Throughout higher education, women have risen in the ranks in recent years and now make up slightly more than 21 percent of University heads, said Claire Van Ummersen, the vice president of the American Council on Education. In 1986, only 9.5 percent of college presidents were women, she said.
Almost 30 years ago, Hanna Gray became the first of four female provosts to leave that senior Yale position to lead another school; Alison Richard and Judith Rodin, who left to head the University of Cambridge and the University of Pennsylvania, respectively, later followed suit. This winter, Hockfield will become the fourth. Of these, only Gray and Rodin served Yale during a time of presidential transition.

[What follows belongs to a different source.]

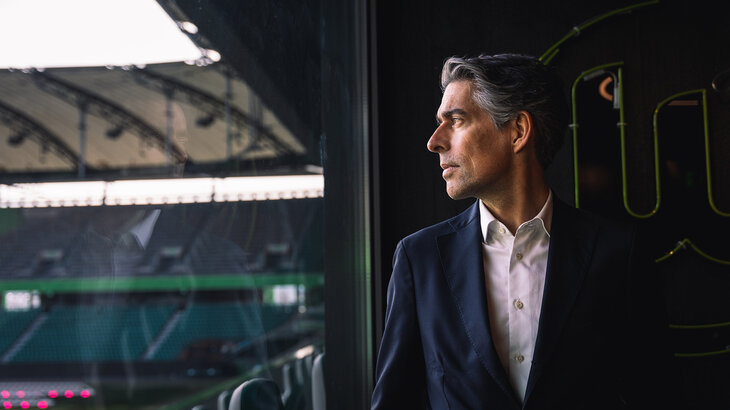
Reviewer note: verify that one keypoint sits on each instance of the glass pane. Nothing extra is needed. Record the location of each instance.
(161, 214)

“Yale has been very successful, as has Princeton, at grooming women for the presidencies at some of these more high-profile universities,” said Van Ummersen, the director of the ACE’s office of women in higher education.
In 1977, some members of the Yale community assumed the next president of the university would be a woman — Hanna Gray, who was also the University’s first female provost. When Kingman Brewster stepped down from the presidency, he appointed Gray as acting president. But the prospect of Gray becoming president met with some skepticism.
“I won’t give until I see that a woman isn’t president,” an anonymous alumnus told the News at the time. “Yale just isn’t psychologically prepared for a woman.”
Immediately before Yale officials announced A. Bartlett Giamatti as the new president, Gray accepted the presidency at the University of Chicago.
Members of the Yale Corporation, the governing body that selects a new president, may not have been ready to select a woman president at that time, University historian and professor emeritus Gaddis Smith said.
“My own sense was when Hanna Gray was a possibility, the Yale Corporation was still fairly dominated by an older [generation],” Smith said.
When the presidency became open in 1993, again a female provost, Judith Rodin, was a top contender. Again she was not the ultimate choice and some professors at the time said gender may have played a role.
But Levin said that at the end of his tenure, he imagines the presidency will be open to candidates of either gender.
“I don’t think these days gender is much of an issue,” University President Richard Levin said. “I would think that the choice is 50/50.”
Officials said the fact that Yale has never had a woman president is largely a result of poor timing. When Levin took office, no Ivy League school had ever had a female president. Now three members of the Ancient Eight are headed by women. Rodin was the first female Ivy League president.
Bringing more women into top University positions has been a priority during Levin’s term, Klasky said.
“President Levin has employed very strong competent women,” Klasky said. “It’s hardly surprising that these women have gone on to become presidents of universities.”
With Hockfield’s departure, Yale has lost another of its female administrators. When Hockfield served as graduate school dean before becoming provost, two of the three leaders of the academic side of the University were women. Now there is a possibility that men could fill all of these roles for the first time since 1991.